Unlike hosted inference platforms, cLLMHub does not charge per token. You run the hardware, you pay a flat fee for the platform. Your costs are predictable regardless of how much text you generate.

### What counts as a request?

Every call to `/v1/completions` or `/v1/chat/completions` counts as one request, whether streaming or not. Calls to `/v1/models` do not count against your limit.

### What happens at the limit?

When an account reaches its monthly request limit, subsequent requests return `429 Too Many Requests` with a message to upgrade. The counter resets at the start of each billing period.
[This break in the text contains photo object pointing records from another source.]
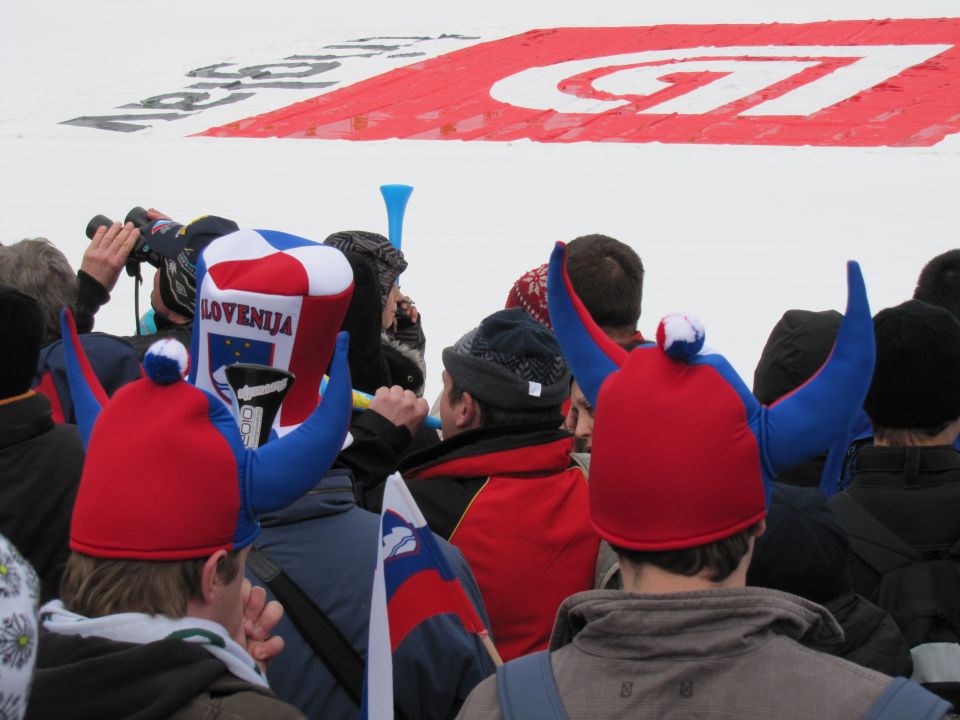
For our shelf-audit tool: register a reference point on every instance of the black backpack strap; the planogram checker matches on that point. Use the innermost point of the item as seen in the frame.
(325, 638)
(903, 699)
(870, 540)
(528, 691)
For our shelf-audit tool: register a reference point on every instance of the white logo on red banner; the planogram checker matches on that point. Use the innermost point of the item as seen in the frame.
(845, 83)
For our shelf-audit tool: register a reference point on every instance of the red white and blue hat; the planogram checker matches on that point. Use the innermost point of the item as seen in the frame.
(683, 453)
(269, 298)
(167, 476)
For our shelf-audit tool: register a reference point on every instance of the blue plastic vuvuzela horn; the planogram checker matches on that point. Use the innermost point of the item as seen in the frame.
(396, 197)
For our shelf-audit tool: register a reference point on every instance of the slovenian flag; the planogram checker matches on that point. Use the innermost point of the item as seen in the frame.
(412, 583)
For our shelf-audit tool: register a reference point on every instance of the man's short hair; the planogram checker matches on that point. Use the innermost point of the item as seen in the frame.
(37, 268)
(939, 282)
(607, 276)
(916, 382)
(492, 415)
(96, 587)
(719, 559)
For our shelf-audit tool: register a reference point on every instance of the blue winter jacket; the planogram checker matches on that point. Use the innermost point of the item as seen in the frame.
(328, 546)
Manage your subscription from the [Subscription page](https://cllmhub.com/subscription).

---

## Request Logs & Monitoring

The Logs page (https://cllmhub.com/logs) shows every API request made with your keys. Each entry includes:

- Timestamp
- Model name
- API key name or suffix
- Input/output character counts
- Prompt and completion token counts
- Tokens per second
- Latency in milliseconds
- Status (success or error with message)

Filter by API key name, model, or provider using the dropdowns. The My Models page (https://cllmhub.com/my-models) shows your published models, their status, and a preview of recent requests.

---

## Model Visibility

All published models are listed in `/v1/models` and visible to anyone on the hub. Access is still controlled by API keys — a consumer needs a key scoped to your model to actually use it.
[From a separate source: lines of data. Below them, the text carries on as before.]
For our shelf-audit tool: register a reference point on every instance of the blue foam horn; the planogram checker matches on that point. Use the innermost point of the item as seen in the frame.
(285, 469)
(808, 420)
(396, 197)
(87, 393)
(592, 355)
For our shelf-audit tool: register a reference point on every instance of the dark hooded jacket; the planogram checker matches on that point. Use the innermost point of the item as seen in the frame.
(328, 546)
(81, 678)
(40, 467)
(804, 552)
From the My Models page, toggle a model to "Disabled" to immediately block all inference requests. The model remains registered but returns 403 to any consumer. Re-enable it at any time.

---

## Error Handling

### Error format

```json
{
  "error": {
    "message": "Description of what went wrong",
    "type": "invalid_request_error",
    "code": "invalid_request"
  }
}
```

### HTTP status codes

| Status | Code              | Description                                    |
|--------|-------------------|------------------------------------------------|
| 400    | invalid_request   | Malformed JSON or missing required fields      |
| 401    | unauthorized      | Missing or invalid API key                     |
| 403    | forbidden         | API key not scoped to the requested model, or model disabled |
| 429    | rate_limit        | Monthly request limit exceeded                 |
| 502    | provider_error    | The upstream provider returned an error        |
| 503    | providers_busy    | All providers are busy, retry later            |

### Streaming errors

If an error occurs mid-stream, it is sent as a `data: [ERROR] ...` event. The client should handle this gracefully and may retry the request.
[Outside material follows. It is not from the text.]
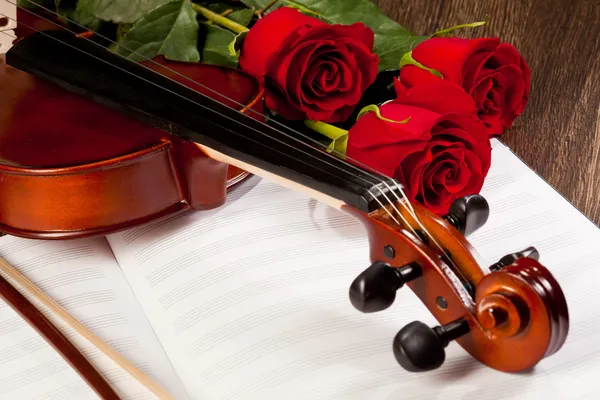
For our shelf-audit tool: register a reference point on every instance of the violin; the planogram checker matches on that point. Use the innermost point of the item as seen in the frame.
(155, 136)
### Common troubleshooting

- **"No models available"** — Your CLI may have disconnected. Check that `cllmhub publish` is still running. Models are removed after ~120 seconds of missed heartbeats.
- **"403 Forbidden"** — Your API key is not scoped to the requested model, or the model owner has disabled it.
- **"502 Bad Gateway"** — The provider's backend (Ollama, vLLM, etc.) may have crashed or be unresponsive. Check the provider machine.
- **"429 Too Many Requests"** — You have exceeded your tier's monthly request limit. Upgrade your plan or wait for the next billing period.